Dann werfen wir in dieser Ausgabe einen Blick über den großen Teich – genauer gesagt auf das US-amerikanische Gesundheitswesen, das derzeit in Rekordgeschwindigkeit zerlegt wird. Und das nicht etwa von der Pharmaindustrie oder den Krankenhauskonzernen, sondern von Gesundheitsminister Robert F. Kennedy Jr. und seinen Gefolgsleuten himself. Evidenzbasierte Medizin scheint unter Präsident Trump und dem Impfgegner Kennedy in den USA endgültig ausgedient zu haben. Immer mehr Bundesstaaten stoppen die Trinkwasser-Fluoridierung, gleichzeitig sollen Fluorid-Produkte für Kinder vom Markt genommen werden.
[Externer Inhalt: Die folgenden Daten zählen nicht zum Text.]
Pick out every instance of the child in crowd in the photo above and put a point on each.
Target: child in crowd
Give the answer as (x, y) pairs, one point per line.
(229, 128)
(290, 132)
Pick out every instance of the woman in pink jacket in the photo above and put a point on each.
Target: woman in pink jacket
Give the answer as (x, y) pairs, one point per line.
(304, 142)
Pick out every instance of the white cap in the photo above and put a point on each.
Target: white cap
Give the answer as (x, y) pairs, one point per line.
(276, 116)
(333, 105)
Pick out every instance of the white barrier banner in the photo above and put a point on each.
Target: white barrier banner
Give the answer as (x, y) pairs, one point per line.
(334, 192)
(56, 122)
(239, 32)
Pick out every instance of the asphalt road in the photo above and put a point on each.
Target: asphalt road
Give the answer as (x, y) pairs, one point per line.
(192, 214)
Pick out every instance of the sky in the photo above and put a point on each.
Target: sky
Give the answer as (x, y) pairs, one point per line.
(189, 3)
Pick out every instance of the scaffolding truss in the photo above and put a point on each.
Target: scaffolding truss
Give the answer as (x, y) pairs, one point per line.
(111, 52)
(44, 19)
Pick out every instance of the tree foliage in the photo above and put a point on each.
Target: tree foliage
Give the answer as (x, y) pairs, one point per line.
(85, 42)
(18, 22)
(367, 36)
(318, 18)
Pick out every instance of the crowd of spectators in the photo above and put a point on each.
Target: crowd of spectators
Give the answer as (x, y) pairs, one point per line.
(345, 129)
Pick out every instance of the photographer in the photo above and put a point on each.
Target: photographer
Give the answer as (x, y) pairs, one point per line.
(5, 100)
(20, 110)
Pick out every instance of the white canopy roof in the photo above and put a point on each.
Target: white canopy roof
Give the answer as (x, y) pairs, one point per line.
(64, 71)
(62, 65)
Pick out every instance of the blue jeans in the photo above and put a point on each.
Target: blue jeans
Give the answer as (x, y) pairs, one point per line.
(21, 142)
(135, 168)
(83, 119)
Die Folgen für die Mundgesundheit der US-Bürger wird man in einigen Jahren erleben können.
In Deutschland wird Prävention glücklicherweise weiterhin der Stellenwert eingeräumt, der ihr zusteht. So wurde kürzlich im Gemeinsamen Bundesausschuss auf Antrag der KZBV beschlossen, ab 2026 die zahnärztlichen Früherkennungsuntersuchungen ins „Gelbe Heft“ aufzunehmen. Ein richtiger und wichtiger Schritt hin zu einer noch besseren Mundgesundheit von Kindern.